In spite of a growing bibliography in English and a substantial historiography of Fascism, the Italian chapter of the Holocaust is still relatively unacknowledged. Although many American and Israeli scholars have successfully integrated the most recent research and primary sources in their work, some major research institutions in Holocaust studies often continue to refer to old “apologetic” narratives about the Jews living under Italian Fascism.

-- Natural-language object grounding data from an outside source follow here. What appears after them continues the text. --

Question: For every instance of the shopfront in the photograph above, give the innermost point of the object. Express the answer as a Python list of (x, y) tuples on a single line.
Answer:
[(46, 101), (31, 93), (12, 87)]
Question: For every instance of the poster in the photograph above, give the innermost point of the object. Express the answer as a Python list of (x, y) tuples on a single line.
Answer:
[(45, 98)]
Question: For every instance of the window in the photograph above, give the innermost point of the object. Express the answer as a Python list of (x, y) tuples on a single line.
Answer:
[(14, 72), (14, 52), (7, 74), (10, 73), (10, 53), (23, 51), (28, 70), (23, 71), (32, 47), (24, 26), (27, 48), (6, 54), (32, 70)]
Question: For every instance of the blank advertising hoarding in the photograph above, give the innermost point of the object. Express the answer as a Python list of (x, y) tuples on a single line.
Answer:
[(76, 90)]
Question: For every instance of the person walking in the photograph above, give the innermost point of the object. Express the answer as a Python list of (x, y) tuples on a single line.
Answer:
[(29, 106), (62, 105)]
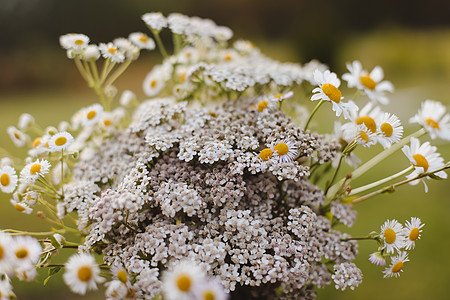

Today, CDEC seeks to reach international audiences making available sixty years of Holocaust research in Italy dispelling misreadings of the persecution of Italian Jews, taking part in contemporary debates on the disintegration of civil liberties the construction of collective memory.

GIORGIO SACERDOTI

Giorgio Sacerdoti (Nizza 1943) is Professor of International Law and J. Monnet Chair of European Law at the Bocconi University. He holds a Master in law from Columbia Law School. Prof. Sacerdoti was president of the Jewish Community of Milan from 1982 to 1990, and is a member of the Board of the Union of the Italian Jewish Communities. In 1987 he was the chief negotiator on the agreement regulating relations between the Italian State and the Jewish communities (Intesa). He has been involved with the prosecutions of Nazi criminals and the recovery of Holocaust era stolen Jewish assets. He curated the German and Italian editions of the publication of his mother’s letters to his grandparents who perished during the Holocaust (Prospero Verlag 2010, Archinto 2013).

LILIANA PICCIOTTO

Liliana Picciotto (Cairo 1947) is the director of the archive of the Center for Contemporary Jewish Documentation in Milan. She holds a degree in political science and specializes in the history of the Jews of Italy under Fascism and the Italian Social Republic.
Her research on the deportation of the Jews in Italy resulted in the publication of Il Libro della Memoria, I Giusti d’Italia and L’alba ci colse a tradimento: gli ebrei del campo di Fossoli, on the largest concentration camp in Italy. With Ruggero Gabbai and Marcello Pezzetti she co-authored the documentary film Memoria and The Jews of Fossoli. She is currently completing a comprehensive database of the strategies of survival during the fascist-nazi persecutions.